Writer-directors Jay and Mark Duplass headed into SXSW with an unusual distribution deal for their long-in-the-works micro-budget brother comedy "The Do-Deca-Pentathlon." They set it up at both Fox Searchlight, which released "Cyrus," and Red Flag Releasing, a small indie run by ex-Warner Independent execs Laura Kim and Paul Federbush, who are able to release the film following its pre-theatrical debut on VOD in a way that the studio cannot without straining relationships with exhibitors. The Duplasses figure they are getting the best of both possible worlds.
The VOD release date via Searchlight and Fox Home Entertainment is June 26. And Red Flag's theatrical release in select markets will follow July 6.
The movie was initially destined as a studio vehicle, but the brothers backed off and raised their own funding so they could shoot it with acting pals Mark Kelly, Steve Zissis and Jennifer Lafleur. It's a terrific, believable, rib-ticklingly funny movie as sibling rivals take "25 events, two brothers, one champion" to a whole new level. (My flipcam interview with the brothers is here.)
The movie is finally coming out after a long delay as the brothers worked on Paramount Vantage's "Jeff, Who Lives at Home" (March 16) and multiple other indie projects. They recently announced their first big-budget studio movie, a Universal remake of "Same Time, Next Year," to be produced by Scott Rudin.
After they finished editing "Jeff" they returned to this labor of love based on two brothers who lived down the street from them in New Orleans when they were growing up. They shot the film in four weeks living at their parents' house. The movie has some large-scale set pieces for such a small budget, and required small numbers of extras to be very convincing.
Truth is, I liked "The Do-Deca-Pentathlon" better than mildly amusing and bigger-budgeted "Jeff, Who Lives at Home," which comes to a satisfying climax but feels like a long slog to get there. The movie stars Susan Sarandon as the mother of long-time slacker Jason Segal and his straight-arrow brother Ed Helms.

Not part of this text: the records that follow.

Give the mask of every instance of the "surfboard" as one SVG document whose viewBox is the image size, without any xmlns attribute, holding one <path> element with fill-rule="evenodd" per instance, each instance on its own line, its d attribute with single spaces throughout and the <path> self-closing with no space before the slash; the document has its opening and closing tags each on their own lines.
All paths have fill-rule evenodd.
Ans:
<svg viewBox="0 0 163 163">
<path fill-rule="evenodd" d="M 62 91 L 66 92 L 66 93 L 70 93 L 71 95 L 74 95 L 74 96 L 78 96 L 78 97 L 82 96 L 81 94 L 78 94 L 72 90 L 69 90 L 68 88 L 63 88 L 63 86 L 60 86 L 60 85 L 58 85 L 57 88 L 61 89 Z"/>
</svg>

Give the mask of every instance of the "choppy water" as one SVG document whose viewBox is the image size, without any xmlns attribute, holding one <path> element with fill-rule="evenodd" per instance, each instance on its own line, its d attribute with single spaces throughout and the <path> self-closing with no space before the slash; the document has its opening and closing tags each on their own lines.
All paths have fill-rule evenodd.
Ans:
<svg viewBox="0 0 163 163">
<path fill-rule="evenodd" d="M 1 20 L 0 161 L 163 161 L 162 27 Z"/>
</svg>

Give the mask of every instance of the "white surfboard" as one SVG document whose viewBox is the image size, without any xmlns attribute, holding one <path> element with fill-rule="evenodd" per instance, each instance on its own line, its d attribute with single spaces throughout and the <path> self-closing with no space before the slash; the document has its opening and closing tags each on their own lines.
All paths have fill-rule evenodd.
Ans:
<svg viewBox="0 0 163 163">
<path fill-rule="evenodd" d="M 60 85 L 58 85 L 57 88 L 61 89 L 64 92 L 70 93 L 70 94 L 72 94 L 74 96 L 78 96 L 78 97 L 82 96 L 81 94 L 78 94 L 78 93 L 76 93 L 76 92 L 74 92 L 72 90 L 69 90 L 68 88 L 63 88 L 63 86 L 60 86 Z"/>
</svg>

Mark Duplass has also been acting in other people's movies: Laurence Kasdan's "Darling Companion" with Diane Keaton and Kevin Kline (Sony Pictures Classics, April 20), Colin Trevorrow's engaging sci-fi romance "Safety Not Guaranteed" (FilmDistrict, June 8), opposite Aubrey Plaza and Jake Johnson, and "Your Sister's Sister," with Emily Blunt and Rosemarie DeWitt, from his "Humpday" director Lynn Shelton (IFC, June 15). He also wrote and produced a horror thriller, "Black Rock," for his actress-writer-director wife and "The League" co-star Katie Aselton, which sold to LD Entertainment at Sundance. And he managed to squeeze in time to play a role in Kathryn Bigelow's upcoming "Zero Dark Thirty."